Agência Estado
De São Paulo
O estilo ‘camaleão’ do time do São Paulo, que a cada partida apresenta uma formação, e a greve de silêncio do técnico Paulo César Carpegiani prejudicam, respectivamente, a preparação tática e psicológica da equipe do Corinthians para a primeira partida das semifinais do Campeonato Brasileiro, amanhã, às 18h40, no Morumbi. ‘‘Vamos necessitar dos primeiros 10 ou 15 minutos do jogo para analisar como o São Paulo vai jogar’’, disse o meia Ricardinho. ‘‘Eles possuem muitas alternativas táticas.’’
Oswaldo ainda não revelou qual será a dupla de laterais utilizada amanhã.

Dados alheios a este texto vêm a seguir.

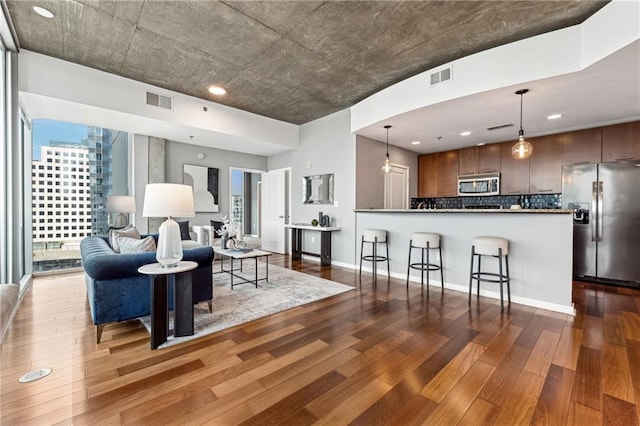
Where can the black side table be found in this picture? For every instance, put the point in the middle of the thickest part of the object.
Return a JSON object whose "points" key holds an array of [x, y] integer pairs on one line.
{"points": [[183, 311]]}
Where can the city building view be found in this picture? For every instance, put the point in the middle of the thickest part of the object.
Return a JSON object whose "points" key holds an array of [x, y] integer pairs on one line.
{"points": [[71, 180]]}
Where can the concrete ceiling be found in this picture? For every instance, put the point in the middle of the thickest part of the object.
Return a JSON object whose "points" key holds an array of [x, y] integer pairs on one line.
{"points": [[294, 61]]}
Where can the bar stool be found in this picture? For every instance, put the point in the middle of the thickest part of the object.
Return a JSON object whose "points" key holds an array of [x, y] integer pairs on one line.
{"points": [[374, 237], [425, 241], [496, 247]]}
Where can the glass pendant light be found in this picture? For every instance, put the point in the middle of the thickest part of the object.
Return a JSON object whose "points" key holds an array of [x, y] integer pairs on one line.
{"points": [[522, 149], [387, 166]]}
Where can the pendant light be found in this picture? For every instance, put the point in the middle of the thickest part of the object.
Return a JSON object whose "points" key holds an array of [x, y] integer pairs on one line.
{"points": [[522, 149], [387, 166]]}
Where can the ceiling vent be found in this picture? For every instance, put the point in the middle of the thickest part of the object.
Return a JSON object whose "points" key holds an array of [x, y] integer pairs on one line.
{"points": [[500, 126], [441, 76], [160, 101]]}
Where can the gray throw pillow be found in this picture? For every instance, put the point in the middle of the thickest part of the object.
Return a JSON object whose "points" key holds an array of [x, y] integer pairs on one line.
{"points": [[136, 245], [129, 231]]}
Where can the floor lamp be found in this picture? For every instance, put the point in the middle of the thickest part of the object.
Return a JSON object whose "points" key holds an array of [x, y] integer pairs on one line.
{"points": [[168, 200]]}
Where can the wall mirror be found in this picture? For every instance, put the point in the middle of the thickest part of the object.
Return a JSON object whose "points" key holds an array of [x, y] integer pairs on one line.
{"points": [[317, 189]]}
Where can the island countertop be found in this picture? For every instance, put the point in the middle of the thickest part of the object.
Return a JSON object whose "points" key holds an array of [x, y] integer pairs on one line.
{"points": [[501, 211]]}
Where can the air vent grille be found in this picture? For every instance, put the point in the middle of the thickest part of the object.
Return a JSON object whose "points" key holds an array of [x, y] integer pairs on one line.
{"points": [[160, 101], [441, 76], [500, 126]]}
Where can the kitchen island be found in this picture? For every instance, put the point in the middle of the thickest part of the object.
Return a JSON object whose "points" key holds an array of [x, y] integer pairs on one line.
{"points": [[540, 248]]}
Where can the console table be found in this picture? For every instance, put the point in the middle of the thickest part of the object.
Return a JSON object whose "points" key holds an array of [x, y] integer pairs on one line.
{"points": [[183, 304], [297, 229]]}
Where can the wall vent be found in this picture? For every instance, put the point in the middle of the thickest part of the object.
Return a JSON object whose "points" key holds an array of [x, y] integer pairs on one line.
{"points": [[500, 126], [160, 101], [441, 76]]}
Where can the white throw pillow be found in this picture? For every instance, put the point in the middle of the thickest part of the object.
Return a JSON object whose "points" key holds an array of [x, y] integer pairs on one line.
{"points": [[128, 231], [136, 245]]}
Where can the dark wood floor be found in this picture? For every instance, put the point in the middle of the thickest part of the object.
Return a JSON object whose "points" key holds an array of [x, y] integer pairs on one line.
{"points": [[376, 355]]}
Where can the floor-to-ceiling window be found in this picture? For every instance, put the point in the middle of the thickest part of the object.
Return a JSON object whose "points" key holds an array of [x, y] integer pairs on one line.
{"points": [[72, 176]]}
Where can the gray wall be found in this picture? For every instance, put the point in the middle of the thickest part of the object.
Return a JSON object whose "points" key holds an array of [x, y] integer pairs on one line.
{"points": [[370, 156], [327, 146], [177, 154]]}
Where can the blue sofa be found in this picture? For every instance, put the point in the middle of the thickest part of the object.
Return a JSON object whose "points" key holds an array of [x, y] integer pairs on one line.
{"points": [[117, 292]]}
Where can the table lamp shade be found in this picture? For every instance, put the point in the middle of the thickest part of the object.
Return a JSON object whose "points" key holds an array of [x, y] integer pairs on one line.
{"points": [[166, 200], [121, 204]]}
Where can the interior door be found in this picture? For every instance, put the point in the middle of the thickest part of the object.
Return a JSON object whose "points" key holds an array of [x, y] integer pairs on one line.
{"points": [[396, 188], [274, 211]]}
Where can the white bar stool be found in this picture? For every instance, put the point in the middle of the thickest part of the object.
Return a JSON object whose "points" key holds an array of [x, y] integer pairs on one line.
{"points": [[496, 247], [374, 237], [425, 241]]}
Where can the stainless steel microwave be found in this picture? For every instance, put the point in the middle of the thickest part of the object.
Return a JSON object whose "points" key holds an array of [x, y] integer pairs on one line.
{"points": [[477, 185]]}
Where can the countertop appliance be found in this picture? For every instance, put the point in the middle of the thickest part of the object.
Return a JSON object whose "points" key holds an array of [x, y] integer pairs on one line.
{"points": [[606, 230], [475, 185]]}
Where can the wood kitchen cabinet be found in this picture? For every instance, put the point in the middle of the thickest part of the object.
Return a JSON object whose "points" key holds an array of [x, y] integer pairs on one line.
{"points": [[447, 174], [468, 161], [514, 174], [621, 142], [545, 165], [428, 175], [489, 158], [581, 147]]}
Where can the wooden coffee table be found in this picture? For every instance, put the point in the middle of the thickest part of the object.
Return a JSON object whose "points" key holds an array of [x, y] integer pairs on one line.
{"points": [[235, 254]]}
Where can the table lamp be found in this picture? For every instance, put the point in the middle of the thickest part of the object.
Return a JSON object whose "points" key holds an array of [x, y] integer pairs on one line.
{"points": [[167, 200], [122, 205]]}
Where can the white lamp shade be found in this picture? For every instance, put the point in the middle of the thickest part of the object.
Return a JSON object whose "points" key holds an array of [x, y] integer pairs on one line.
{"points": [[121, 204], [168, 200]]}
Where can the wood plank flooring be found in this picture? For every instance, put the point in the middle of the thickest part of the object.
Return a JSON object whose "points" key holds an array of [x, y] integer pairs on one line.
{"points": [[381, 354]]}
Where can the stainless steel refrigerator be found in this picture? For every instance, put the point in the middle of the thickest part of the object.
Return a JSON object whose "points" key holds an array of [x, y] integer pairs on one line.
{"points": [[606, 233]]}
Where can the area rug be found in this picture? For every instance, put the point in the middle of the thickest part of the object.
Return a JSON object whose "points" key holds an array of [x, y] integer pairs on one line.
{"points": [[284, 290]]}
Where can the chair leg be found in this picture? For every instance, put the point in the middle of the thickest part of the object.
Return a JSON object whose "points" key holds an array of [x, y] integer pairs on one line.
{"points": [[501, 279], [441, 269], [409, 263], [473, 253]]}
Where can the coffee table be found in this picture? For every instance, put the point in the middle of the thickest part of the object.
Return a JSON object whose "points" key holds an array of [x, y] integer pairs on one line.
{"points": [[242, 254]]}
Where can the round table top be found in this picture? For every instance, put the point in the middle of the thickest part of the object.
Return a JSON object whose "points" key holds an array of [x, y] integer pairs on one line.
{"points": [[157, 269]]}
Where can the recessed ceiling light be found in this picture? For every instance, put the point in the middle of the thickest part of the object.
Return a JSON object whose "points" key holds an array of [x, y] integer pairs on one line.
{"points": [[217, 90], [45, 13]]}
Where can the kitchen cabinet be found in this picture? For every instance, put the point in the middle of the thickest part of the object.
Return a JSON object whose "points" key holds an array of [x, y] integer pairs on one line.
{"points": [[468, 161], [582, 146], [621, 142], [428, 175], [545, 165], [489, 158], [514, 174], [447, 174]]}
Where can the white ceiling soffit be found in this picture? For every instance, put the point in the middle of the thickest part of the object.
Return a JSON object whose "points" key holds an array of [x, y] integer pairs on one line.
{"points": [[567, 72], [77, 94]]}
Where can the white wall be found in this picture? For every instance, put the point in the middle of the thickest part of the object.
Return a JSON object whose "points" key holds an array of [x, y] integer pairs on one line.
{"points": [[370, 156], [329, 147]]}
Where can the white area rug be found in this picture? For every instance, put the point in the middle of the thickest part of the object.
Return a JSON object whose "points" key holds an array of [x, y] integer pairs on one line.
{"points": [[284, 290]]}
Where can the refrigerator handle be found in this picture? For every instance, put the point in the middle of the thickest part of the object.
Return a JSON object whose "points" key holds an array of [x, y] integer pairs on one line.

Índio e Kléber atuaram nas duas últimas partidas contra o Guarani. Mas César Prates e Augusto foram utilizados nos treinamentos específicos realizados durante a semana no Parque São Jorge. O certo é que o zagueiro João Carlos, com contratura muscular na coxa direita, está fora. Márcio Costa segue no time.

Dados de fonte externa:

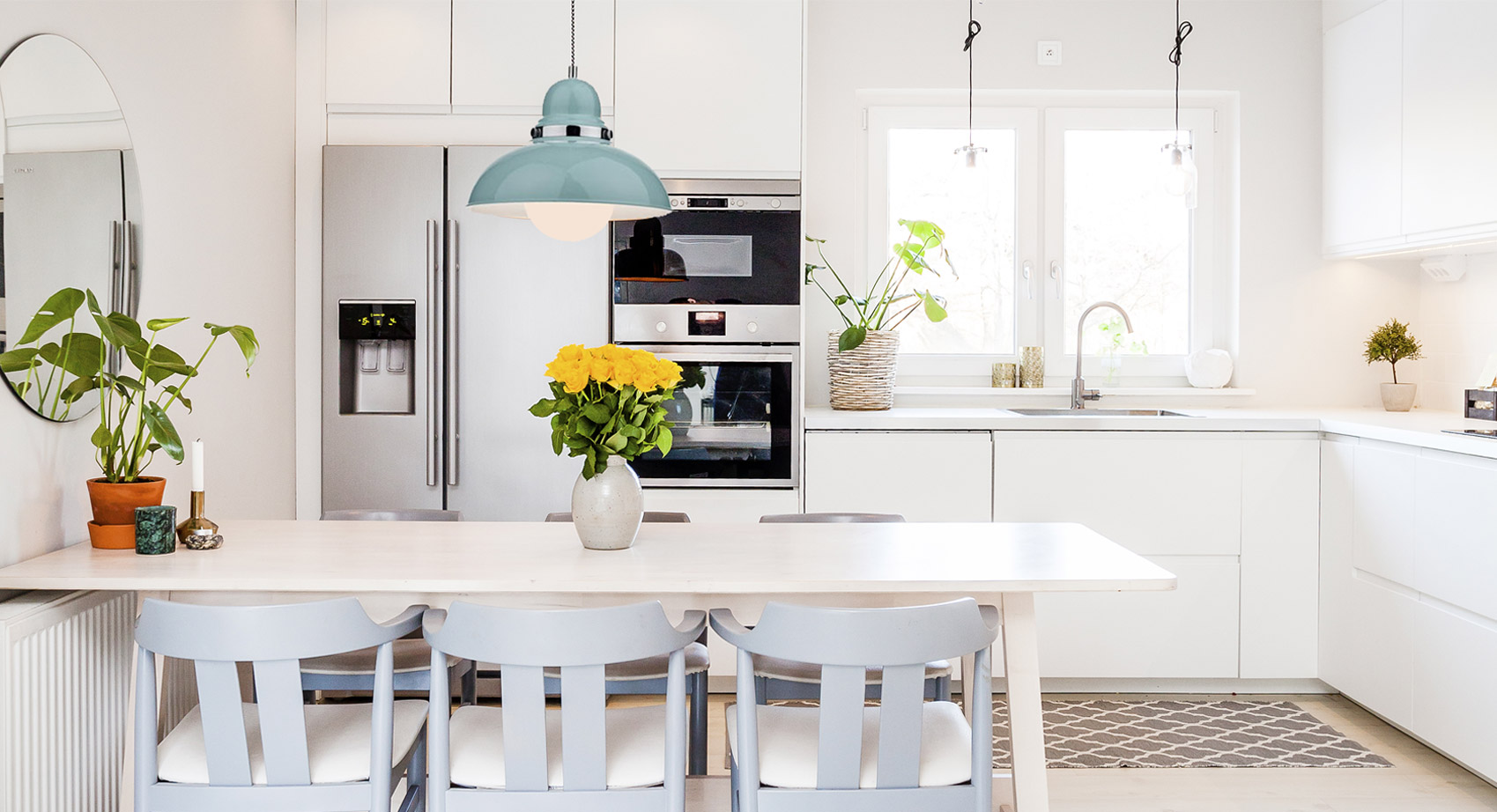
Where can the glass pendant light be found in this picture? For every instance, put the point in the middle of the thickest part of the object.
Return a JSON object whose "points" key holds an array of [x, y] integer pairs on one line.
{"points": [[1180, 165], [571, 181], [969, 156]]}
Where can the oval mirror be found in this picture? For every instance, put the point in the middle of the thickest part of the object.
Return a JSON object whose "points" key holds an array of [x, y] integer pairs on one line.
{"points": [[70, 222]]}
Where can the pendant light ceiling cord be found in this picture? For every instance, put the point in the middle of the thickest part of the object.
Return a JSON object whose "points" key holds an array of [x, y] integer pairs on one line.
{"points": [[974, 29], [1182, 32]]}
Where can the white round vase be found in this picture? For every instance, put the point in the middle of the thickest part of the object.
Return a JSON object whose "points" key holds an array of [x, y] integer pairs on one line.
{"points": [[608, 507]]}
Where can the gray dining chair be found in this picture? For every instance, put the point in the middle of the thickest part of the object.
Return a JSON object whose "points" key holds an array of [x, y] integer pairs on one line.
{"points": [[274, 752], [400, 514], [582, 756], [840, 756], [782, 679], [647, 676], [355, 670]]}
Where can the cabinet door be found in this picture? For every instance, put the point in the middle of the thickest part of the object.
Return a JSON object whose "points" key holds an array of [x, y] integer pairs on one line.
{"points": [[1449, 115], [1153, 492], [1280, 561], [1362, 129], [507, 53], [389, 53], [707, 89], [924, 476]]}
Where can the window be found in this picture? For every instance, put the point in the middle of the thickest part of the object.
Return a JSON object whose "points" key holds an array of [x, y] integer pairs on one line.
{"points": [[1069, 210]]}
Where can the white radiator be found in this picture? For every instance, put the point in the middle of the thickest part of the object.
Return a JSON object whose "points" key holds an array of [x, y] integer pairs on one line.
{"points": [[64, 687]]}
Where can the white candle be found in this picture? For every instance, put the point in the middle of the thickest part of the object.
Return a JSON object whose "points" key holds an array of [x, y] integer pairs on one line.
{"points": [[196, 464]]}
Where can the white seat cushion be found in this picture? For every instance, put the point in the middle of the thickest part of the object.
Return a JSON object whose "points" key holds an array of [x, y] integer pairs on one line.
{"points": [[411, 655], [788, 743], [635, 747], [790, 670], [337, 742], [650, 668]]}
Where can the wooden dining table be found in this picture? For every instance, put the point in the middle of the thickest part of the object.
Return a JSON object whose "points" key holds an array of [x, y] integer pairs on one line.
{"points": [[691, 565]]}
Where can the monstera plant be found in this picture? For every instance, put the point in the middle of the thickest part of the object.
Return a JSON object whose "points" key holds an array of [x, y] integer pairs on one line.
{"points": [[137, 379]]}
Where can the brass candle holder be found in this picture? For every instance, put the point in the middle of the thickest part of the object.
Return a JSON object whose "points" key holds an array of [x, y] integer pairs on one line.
{"points": [[198, 533]]}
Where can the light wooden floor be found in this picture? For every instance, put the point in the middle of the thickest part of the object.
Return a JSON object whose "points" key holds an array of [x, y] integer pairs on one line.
{"points": [[1419, 779]]}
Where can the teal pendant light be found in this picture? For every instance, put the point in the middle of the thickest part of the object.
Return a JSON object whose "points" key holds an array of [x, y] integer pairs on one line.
{"points": [[571, 181]]}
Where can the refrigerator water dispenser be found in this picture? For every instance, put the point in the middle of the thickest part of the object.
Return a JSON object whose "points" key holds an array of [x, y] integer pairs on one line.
{"points": [[376, 356]]}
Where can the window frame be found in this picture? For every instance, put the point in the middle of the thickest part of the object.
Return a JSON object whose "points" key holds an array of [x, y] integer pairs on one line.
{"points": [[1041, 122]]}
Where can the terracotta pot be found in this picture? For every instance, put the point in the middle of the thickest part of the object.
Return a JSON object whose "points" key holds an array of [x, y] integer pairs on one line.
{"points": [[1397, 396], [114, 503]]}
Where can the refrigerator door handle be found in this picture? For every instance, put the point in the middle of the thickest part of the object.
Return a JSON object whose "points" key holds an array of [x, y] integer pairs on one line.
{"points": [[452, 353], [432, 351]]}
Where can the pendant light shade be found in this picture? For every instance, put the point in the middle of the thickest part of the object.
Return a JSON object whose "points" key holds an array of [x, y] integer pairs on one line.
{"points": [[571, 181]]}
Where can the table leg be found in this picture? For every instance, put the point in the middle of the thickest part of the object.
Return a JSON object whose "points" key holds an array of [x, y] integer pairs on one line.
{"points": [[1026, 727]]}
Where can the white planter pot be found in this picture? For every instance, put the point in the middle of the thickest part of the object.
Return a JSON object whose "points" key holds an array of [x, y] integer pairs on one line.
{"points": [[608, 507], [1398, 396]]}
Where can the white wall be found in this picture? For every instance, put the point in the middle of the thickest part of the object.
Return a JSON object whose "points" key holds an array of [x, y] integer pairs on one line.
{"points": [[207, 89], [1300, 319]]}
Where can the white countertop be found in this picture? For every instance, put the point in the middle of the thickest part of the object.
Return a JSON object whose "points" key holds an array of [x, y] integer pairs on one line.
{"points": [[1415, 428], [537, 558]]}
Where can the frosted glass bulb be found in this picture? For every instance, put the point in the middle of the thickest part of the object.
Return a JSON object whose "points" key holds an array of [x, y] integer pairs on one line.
{"points": [[1180, 173], [569, 222]]}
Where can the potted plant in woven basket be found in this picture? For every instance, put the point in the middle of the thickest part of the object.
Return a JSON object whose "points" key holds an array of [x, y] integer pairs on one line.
{"points": [[861, 358]]}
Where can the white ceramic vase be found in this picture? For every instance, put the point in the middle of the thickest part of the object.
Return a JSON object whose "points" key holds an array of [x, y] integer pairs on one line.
{"points": [[1398, 396], [608, 507]]}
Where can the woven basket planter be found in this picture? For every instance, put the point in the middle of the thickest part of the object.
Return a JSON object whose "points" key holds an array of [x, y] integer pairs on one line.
{"points": [[863, 377]]}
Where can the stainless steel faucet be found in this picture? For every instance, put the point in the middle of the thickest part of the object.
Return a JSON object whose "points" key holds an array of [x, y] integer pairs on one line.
{"points": [[1078, 388]]}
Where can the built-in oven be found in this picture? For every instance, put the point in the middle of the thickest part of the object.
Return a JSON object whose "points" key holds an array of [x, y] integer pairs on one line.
{"points": [[737, 419]]}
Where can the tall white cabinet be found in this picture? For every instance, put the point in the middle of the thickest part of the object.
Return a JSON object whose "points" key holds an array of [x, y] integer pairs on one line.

A lei do silêncio, antes uma arma dos corintianos para evitar o contato com a imprensa, contagiou Paulo César Carpegiani, o técnico do São Paulo. Na luta para conquistar o segundo título brasileiro de sua carreira – o primeiro foi em 1982 pelo Flamengo –, ele quer paz para armar sua equipe, distante de jornalistas e torcedores. Esse, por sinal, é o estilo de Carpegiani, acostumado a trocar jogadores até quando a equipe está vencendo.

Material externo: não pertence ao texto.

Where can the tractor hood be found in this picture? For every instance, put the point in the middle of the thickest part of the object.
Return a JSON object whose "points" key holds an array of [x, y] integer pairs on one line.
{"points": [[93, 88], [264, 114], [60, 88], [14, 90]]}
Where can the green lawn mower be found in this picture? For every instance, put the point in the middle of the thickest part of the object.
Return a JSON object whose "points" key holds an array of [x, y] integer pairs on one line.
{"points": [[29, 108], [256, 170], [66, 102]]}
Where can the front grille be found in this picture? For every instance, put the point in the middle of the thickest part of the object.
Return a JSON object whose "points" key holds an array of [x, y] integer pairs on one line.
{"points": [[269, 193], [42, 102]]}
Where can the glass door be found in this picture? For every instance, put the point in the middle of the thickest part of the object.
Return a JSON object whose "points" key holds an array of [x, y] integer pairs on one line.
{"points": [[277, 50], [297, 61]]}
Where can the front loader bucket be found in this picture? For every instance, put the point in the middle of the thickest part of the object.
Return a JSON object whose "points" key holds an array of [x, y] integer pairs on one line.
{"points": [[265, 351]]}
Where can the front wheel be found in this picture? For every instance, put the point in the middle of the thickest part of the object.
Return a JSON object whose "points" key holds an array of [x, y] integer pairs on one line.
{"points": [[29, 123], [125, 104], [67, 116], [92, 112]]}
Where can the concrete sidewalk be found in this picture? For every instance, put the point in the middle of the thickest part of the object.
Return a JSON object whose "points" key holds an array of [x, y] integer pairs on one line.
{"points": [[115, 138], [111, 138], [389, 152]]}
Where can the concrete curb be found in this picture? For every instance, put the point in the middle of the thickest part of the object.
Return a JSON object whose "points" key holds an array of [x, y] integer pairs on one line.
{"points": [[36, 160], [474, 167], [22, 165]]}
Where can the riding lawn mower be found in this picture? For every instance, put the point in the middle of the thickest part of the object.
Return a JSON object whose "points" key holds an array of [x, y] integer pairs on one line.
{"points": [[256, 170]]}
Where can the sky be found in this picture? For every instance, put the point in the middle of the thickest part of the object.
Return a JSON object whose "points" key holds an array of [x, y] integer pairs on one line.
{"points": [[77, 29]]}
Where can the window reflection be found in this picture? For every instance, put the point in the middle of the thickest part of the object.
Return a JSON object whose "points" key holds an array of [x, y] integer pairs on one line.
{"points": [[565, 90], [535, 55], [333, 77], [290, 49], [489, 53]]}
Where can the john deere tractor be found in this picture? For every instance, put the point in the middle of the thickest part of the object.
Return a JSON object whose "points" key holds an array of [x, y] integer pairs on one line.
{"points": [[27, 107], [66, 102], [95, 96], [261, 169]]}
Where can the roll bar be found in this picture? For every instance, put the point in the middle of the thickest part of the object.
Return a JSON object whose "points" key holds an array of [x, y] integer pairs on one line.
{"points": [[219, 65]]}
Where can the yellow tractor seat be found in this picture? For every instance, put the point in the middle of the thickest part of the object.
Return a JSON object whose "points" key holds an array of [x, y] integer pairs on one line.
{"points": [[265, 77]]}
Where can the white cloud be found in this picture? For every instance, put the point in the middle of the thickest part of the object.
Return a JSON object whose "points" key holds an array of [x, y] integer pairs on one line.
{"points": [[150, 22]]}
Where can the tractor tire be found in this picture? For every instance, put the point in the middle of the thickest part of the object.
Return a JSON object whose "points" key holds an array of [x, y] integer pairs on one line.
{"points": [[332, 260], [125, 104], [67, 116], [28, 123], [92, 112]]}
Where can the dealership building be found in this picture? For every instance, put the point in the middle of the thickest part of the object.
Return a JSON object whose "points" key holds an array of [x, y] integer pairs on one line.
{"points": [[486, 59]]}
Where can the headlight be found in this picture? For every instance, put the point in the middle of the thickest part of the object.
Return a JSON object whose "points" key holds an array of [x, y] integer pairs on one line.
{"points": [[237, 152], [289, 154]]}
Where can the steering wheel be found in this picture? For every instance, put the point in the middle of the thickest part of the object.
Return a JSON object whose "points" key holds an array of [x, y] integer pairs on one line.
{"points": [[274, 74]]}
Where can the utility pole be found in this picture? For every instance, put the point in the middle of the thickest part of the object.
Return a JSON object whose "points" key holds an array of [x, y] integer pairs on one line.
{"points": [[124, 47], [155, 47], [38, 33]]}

Seu objetivo é preparar o São Paulo de acordo com as necessidades da partida, nem que seja necessário deixar no banco atletas experientes, como Raí, Márcio Santos e Carlos Miguel. ‘‘Tenho na cabeça uma equipe-base, com uns oito atletas’’, definiu o treinador. Para evitar questionamentos, Carpegiani promoveu treinos secretos para atrapalhar os planos do Corinthians.